Nach dem Attentat in Sousse hat die tunesische Regierung erste Festnahmen bekannt gegeben. Derweil fordert der britische Premier David Cameron ein Ende der Toleranz gegenüber islamistischen Einstellungen.

Polizisten bewachen das Imperial Marhaba Hotel während des Besuchs von Regierungsvertretern aus Europa.
Legende: Tunesische Polizisten bewachen das Imperial Marhaba Hotel während des Besuchs von europäischen Regierungsvertretern. Keystone

Nach dem Anschlag auf ein Strandhotel in Tunesien mit 38 Toten hat die tunesische Regierung erste Festnahmen vermeldet. Eine «erste Gruppe» sei gefasst worden, sagte der tunesische Innenminister Najem Gharsalli.

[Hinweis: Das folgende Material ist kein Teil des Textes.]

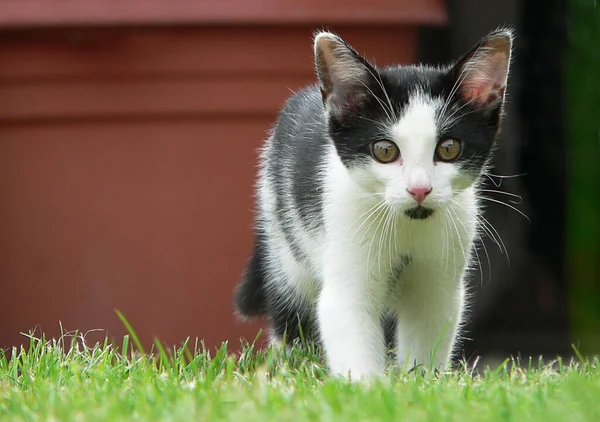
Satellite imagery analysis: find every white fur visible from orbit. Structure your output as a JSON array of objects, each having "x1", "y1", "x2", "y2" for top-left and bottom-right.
[{"x1": 258, "y1": 94, "x2": 478, "y2": 380}]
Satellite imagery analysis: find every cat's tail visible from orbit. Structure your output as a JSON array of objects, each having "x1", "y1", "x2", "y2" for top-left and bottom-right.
[{"x1": 234, "y1": 239, "x2": 267, "y2": 318}]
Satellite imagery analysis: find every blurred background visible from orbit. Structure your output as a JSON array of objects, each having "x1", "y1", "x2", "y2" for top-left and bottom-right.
[{"x1": 0, "y1": 0, "x2": 600, "y2": 360}]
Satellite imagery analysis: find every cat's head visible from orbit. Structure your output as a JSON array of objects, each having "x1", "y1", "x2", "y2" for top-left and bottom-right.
[{"x1": 314, "y1": 30, "x2": 513, "y2": 219}]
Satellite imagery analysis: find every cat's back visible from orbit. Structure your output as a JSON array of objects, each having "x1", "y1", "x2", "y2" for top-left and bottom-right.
[
  {"x1": 258, "y1": 85, "x2": 331, "y2": 241},
  {"x1": 269, "y1": 85, "x2": 326, "y2": 157}
]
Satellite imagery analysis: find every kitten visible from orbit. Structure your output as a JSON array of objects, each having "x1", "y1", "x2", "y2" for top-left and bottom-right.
[{"x1": 235, "y1": 30, "x2": 513, "y2": 380}]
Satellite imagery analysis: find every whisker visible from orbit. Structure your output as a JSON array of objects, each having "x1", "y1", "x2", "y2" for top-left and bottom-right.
[
  {"x1": 480, "y1": 189, "x2": 523, "y2": 205},
  {"x1": 483, "y1": 173, "x2": 527, "y2": 188},
  {"x1": 478, "y1": 195, "x2": 531, "y2": 223}
]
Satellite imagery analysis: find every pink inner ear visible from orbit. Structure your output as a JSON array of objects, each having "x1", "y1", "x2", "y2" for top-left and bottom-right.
[{"x1": 460, "y1": 53, "x2": 508, "y2": 106}]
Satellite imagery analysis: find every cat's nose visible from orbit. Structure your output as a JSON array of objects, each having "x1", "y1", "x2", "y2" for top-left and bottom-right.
[{"x1": 406, "y1": 186, "x2": 433, "y2": 205}]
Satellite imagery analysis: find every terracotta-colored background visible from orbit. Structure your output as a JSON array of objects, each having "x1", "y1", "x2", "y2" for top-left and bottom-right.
[{"x1": 0, "y1": 2, "x2": 446, "y2": 348}]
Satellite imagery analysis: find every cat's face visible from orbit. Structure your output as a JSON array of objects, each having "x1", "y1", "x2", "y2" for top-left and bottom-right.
[{"x1": 315, "y1": 31, "x2": 512, "y2": 219}]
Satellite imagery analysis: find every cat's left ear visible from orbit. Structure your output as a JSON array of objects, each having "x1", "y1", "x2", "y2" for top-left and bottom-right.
[
  {"x1": 452, "y1": 29, "x2": 514, "y2": 111},
  {"x1": 314, "y1": 32, "x2": 376, "y2": 117}
]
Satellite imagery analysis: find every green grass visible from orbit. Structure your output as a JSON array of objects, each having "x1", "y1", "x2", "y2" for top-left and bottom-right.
[{"x1": 0, "y1": 336, "x2": 600, "y2": 422}]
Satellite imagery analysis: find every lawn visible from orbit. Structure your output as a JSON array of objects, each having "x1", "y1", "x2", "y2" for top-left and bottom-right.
[{"x1": 0, "y1": 326, "x2": 600, "y2": 422}]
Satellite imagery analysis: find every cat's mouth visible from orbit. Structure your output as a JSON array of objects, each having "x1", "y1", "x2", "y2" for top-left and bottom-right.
[{"x1": 404, "y1": 205, "x2": 434, "y2": 220}]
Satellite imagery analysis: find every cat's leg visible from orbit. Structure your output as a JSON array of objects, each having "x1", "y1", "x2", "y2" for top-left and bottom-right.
[
  {"x1": 395, "y1": 261, "x2": 465, "y2": 370},
  {"x1": 317, "y1": 244, "x2": 386, "y2": 380}
]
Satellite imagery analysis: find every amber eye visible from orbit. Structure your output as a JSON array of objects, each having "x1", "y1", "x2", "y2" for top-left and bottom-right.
[
  {"x1": 371, "y1": 141, "x2": 400, "y2": 163},
  {"x1": 435, "y1": 138, "x2": 462, "y2": 161}
]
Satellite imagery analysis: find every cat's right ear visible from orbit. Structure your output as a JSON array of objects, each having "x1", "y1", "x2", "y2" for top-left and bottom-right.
[{"x1": 314, "y1": 32, "x2": 375, "y2": 117}]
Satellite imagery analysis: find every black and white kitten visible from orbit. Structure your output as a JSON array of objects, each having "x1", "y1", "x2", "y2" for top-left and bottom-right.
[{"x1": 235, "y1": 30, "x2": 512, "y2": 380}]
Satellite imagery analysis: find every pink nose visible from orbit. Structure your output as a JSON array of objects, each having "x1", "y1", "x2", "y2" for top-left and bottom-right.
[{"x1": 406, "y1": 186, "x2": 432, "y2": 205}]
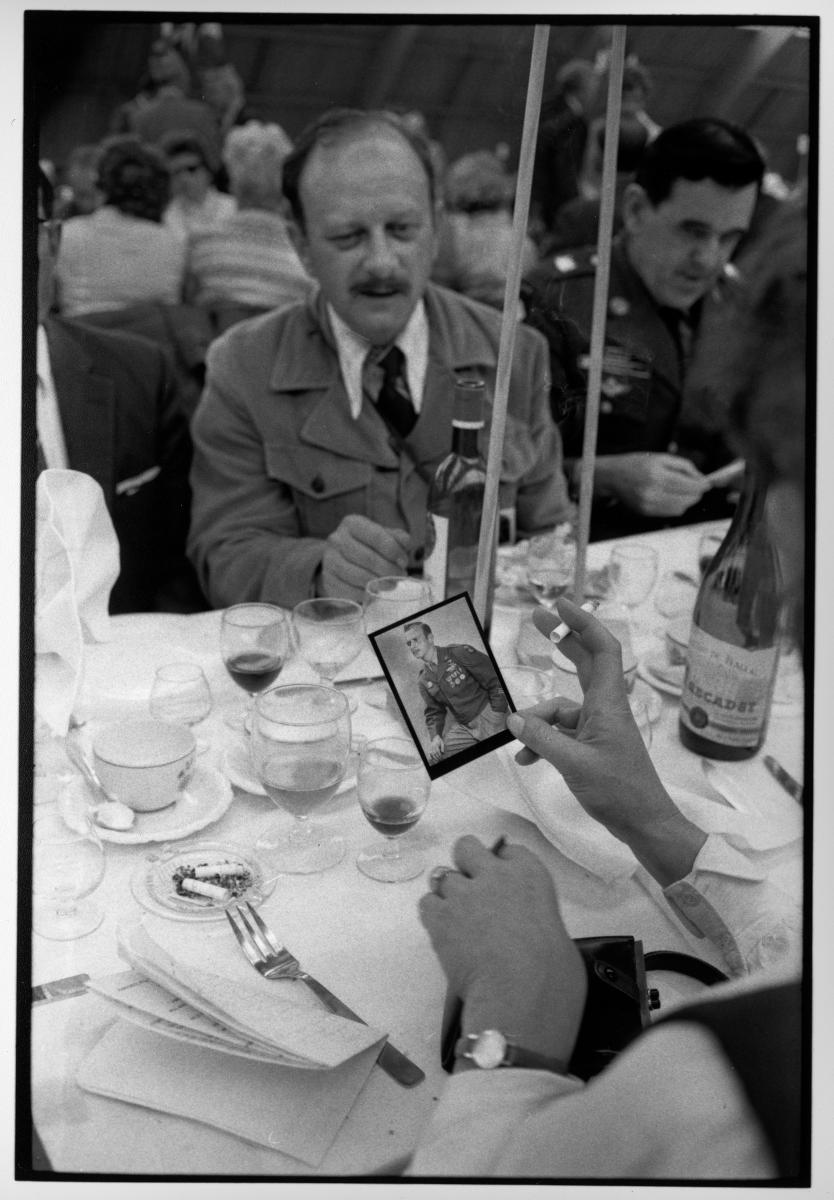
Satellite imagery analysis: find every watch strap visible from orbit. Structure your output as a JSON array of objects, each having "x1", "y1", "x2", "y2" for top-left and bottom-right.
[{"x1": 455, "y1": 1031, "x2": 569, "y2": 1075}]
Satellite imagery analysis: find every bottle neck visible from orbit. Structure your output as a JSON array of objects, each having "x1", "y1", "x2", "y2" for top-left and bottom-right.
[{"x1": 451, "y1": 421, "x2": 484, "y2": 458}]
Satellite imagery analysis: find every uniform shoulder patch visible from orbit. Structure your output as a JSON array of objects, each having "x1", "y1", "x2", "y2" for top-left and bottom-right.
[{"x1": 552, "y1": 246, "x2": 596, "y2": 278}]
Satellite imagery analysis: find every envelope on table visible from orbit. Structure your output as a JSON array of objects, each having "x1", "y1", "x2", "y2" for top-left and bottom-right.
[{"x1": 78, "y1": 1020, "x2": 377, "y2": 1166}]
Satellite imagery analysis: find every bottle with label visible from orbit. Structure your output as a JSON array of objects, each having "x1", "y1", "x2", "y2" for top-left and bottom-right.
[
  {"x1": 679, "y1": 469, "x2": 780, "y2": 760},
  {"x1": 422, "y1": 377, "x2": 493, "y2": 625}
]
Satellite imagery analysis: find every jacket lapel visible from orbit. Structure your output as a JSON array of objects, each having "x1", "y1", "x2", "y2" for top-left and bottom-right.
[{"x1": 607, "y1": 241, "x2": 682, "y2": 389}]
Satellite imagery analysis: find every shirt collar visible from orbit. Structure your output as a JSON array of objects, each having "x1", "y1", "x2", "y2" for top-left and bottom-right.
[{"x1": 326, "y1": 300, "x2": 428, "y2": 421}]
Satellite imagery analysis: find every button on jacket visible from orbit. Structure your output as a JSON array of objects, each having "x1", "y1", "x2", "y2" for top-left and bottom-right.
[{"x1": 188, "y1": 286, "x2": 572, "y2": 607}]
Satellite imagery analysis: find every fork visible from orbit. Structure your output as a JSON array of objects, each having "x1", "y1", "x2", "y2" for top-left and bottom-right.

Es handle sich dabei um «eine bedeutende Anzahl von Menschen aus dem Netzwerk», das hinter dem Täter gestanden habe, sagte Gharsalli bei einer gemeinsamen Medienkonferenz mit seinen Amtskollegen aus Deutschland, Frankreich und Grossbritannien.

«Kein Kampf zwischen Islam und dem Westen»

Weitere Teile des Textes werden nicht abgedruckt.